I also looked at your mappings and very small database types are mapped to int64_t rather than smaller integers. Is there a reason for this, as it seems like a waste of space that should not be necessary ?
Values are stored as variants. Having more integer types means having
more
options in the variant. This does two nasty effects: - It increases user code complexity, as you have more options to consider. - Visiting (which is used by both user code and the library itself) becomes more expensive (the vtable ends up having more entries).
I don't think the performance gain you may get from using 1, 2 or 4 byte integers (if any) is worth it, especially in 64 bit systems.
I think you are wrong. Either your use of variants in your library is wrong or you should not be using variants. A C++ variant is like an advanced C++ union, whose purpose is to represent one of a number of different C++ types, with a value of one of those types being current at any one time. So your explanation of why you must waste space by holding values in a much greater type than needed makes no sense to me and is not the way I would want to program in general. It is your design and you can do what you want with it, but I would strongly suggest that in C++ code the decision to just keep some data in the largest type possible, when you know that the data could "fit" into a smaller type is generally not correct or optimal programming.
A quite common operation you would use for a variant is visit(), which will call a different function depending on the type the variant holds. We use this in the library when serializing prepared statement parameters, for example. As far as I know, the usual way visit() is implemented is by creating a function pointer table (similar to a vtable) using template magic. You have a function pointer in that table for each possible type in the variant. That means that having more types in the variant does have a cost, indeed. As you also mentioned, a variant is like a tagged union, meaning that its size is bounded by its largest member. Adding smaller integer types to the variant won't decrease its size. If we add parsing rows to custom types (currently not supported), that would be a different story.

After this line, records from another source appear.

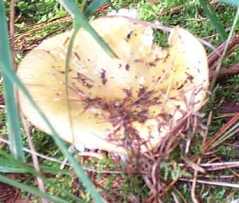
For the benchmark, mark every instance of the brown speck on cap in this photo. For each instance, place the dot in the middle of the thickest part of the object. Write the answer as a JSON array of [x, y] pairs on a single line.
[[77, 55], [66, 41], [129, 35], [127, 67], [103, 76]]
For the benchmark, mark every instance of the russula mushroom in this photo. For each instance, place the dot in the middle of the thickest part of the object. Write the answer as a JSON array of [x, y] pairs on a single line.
[[115, 102]]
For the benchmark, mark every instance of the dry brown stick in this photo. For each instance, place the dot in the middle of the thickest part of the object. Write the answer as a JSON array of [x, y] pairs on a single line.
[[216, 183], [35, 161], [215, 55], [12, 31], [227, 72], [194, 182], [208, 144]]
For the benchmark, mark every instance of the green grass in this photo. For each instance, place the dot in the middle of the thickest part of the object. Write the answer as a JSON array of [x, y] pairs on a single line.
[[191, 16]]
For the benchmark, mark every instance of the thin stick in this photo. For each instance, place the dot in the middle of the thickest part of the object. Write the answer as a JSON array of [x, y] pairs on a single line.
[[194, 182], [35, 161], [222, 184], [225, 49], [12, 30]]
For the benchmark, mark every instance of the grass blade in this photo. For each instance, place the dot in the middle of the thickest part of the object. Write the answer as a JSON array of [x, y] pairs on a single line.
[[210, 13], [13, 122], [94, 5], [30, 189], [78, 169], [81, 21]]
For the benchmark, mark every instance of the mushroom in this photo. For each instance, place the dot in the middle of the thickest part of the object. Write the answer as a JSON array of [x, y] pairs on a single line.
[[116, 103]]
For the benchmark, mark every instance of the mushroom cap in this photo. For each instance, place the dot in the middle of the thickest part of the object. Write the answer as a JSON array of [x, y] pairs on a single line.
[[115, 102]]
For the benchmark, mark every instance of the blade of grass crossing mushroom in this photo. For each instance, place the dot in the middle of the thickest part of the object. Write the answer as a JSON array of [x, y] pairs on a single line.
[[13, 122], [30, 189], [210, 13], [94, 6], [78, 169], [81, 21], [231, 2]]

I do like the fact that you are using asio for asynchronous handling and advance features above C++11 when compiling at a level higher than
C++11.
Features:
- Text queries and server-side prepared statements. - Sync and async functions, following Boost.Asio's universal async model. You may use callbacks, Boost coroutines, futures, C++20
coroutines,
or any completion handler that Asio adds support for. - Can be used with any Stream including TCP sockets, UNIX sockets
and
Boost.Beast TCP streams. - Supports MySQL 5.x, MySQL 8.x and MariaDB.